Otro cuerpo aparece en pantalla. Esta vez, un prisionero se encuentra en su celda, dando vueltas en su delirio. Habla solo, maldice, se desgarra la piel. Pero no hay un grito audible, no hay una súplica. Solo palabras sin sentido, pérdidas en el aire. El guardia observa en silencio, esperando que el ciclo termine, que la escena llegue a su desenlace. No hay prisa, no hay urgencia. En el momento en que el hombre cae al suelo, por fin, el guardia presiona un botón, envía una señal a los demás para que vayan a intervenir. La violencia ha llegado a su límite, es hora de que alguien haga algo. No porque el guardia lo quiera, sino porque el protocolo lo requiere. Pero mientras tanto, el hombre sigue ahí, retorciéndose, desangrándose ante la indiferencia que lo rodea.

En su mente, hay una desconexión. La vida fuera de la prisión no parece existir. El guardia no piensa en los prisioneros como personas. Son solo sombras que se mueven, sombras que se cruzan sin importancia. En la distancia, en la pantalla, el sufrimiento no es más que un reflejo plano de lo que ocurre en la realidad. Aquí, en este lugar, todo parece estar programado para funcionar así. Los prisioneros no son seres humanos, son cuerpos a los que se les ha despojado de su humanidad. Los rostros que aparecen en las cámaras son simples contornos, vacíos de emoción, de historia, de vida. Los guardias, como el que observa desde su silla, los miran con indiferencia. No son personas. Son carne. Carne que se mueve, carne que sangra, carne que grita. Pero no es su responsabilidad. No están allí para intervenir en la vida de los demás, sino para mantener el orden, un orden que se mide en cuerpos y no en almas.

Mientras el guardia observa la siguiente pantalla, otra escena se despliega. Dos prisioneros se enfrentan, sus cuerpos entrelazados en una lucha furiosa. Golpes, patadas, empujones. El ruido es ensordecedor, pero el guardia no parpadea. La lucha no le interesa. No hay nada que lo conmueva. Es solo una pelea más. Se detiene cuando el tiempo lo permite, cuando la intensidad alcanza su punto máximo, y entonces la intervención es inevitable. Pero no antes. Antes, todo puede esperar. Los hombres pueden destruirse entre ellos, pueden matarse, y el guardia no moverá un dedo hasta que el sistema le ordene que lo haga.

Este ciclo continúa, interminable, en una espiral que nunca se rompe. La violencia se acumula, se acumula hasta que se convierte en parte del paisaje. Se convierte en parte de la normalidad, en la condición misma de la prisión. Los hombres no son más que trozos de carne que se oprimen unos a otros, y el guardia observa como quien mira el paso de las estaciones. No hay juicio, no hay emoción. Solo una ejecución de lo que debe ser. La intervención solo llega cuando la muerte parece inminente. Porque, en el fondo, el sistema no está diseñado para salvar vidas, sino para preservarlas en su forma más básica. La carne. El cuerpo. El dolor.

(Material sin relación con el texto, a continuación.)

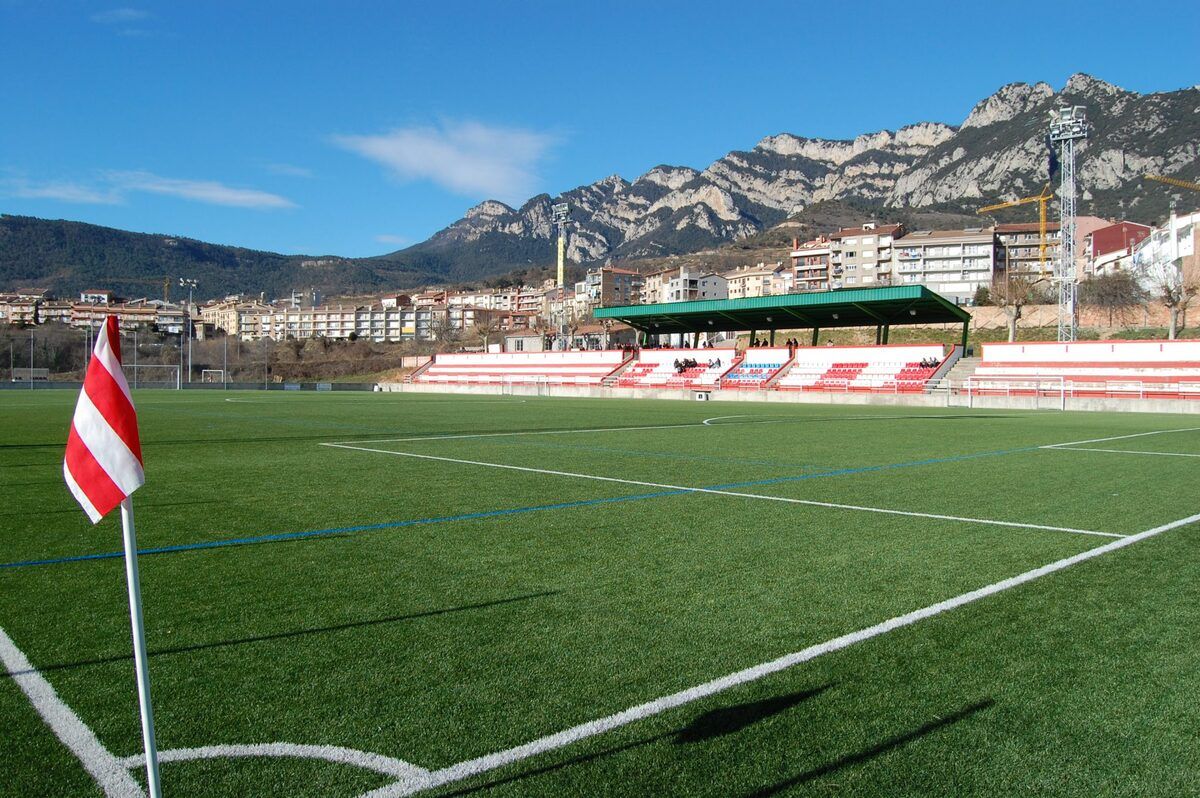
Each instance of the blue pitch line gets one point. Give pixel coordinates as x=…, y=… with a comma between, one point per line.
x=496, y=514
x=340, y=531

En su casa, el guardia regresa cada día a su familia, a su vida. Pero, fuera de estas paredes, no puede ver lo que sucede en las cámaras. No puede recordar. Los prisioneros son figuras vagas, abstracciones de un lugar lejano. Son sombras que se disuelven en cuanto dejan de aparecer en el monitor. La crueldad que se despliega ante sus ojos es solo un espectáculo. Un espectáculo que no tiene consecuencias, que no tiene raíz. Un espectáculo que existe porque el sistema necesita que exista, porque el sistema necesita que el mal sea algo lejano, algo distante, algo que no se cuestiona. No es un acto de violencia consciente. Es solo una parte del funcionamiento de una máquina. Y esa máquina sigue trabajando.

Es fácil, muy fácil, dejarse llevar por la rutina. Es fácil deshumanizar a aquellos que se convierten en parte de la estructura. Es fácil pensar que no son seres humanos, que no son importantes, que su sufrimiento no tiene significado. En la prisión, la vida no tiene valor. Es solo un número. Un rostro que pasa, que se olvida. Un grito que se apaga. Y en la pantalla, no hay diferencia entre el que golpea y el que es golpeado. No hay diferencia entre el que sufre y el que lo observa. Al final, todos son parte de la misma máquina.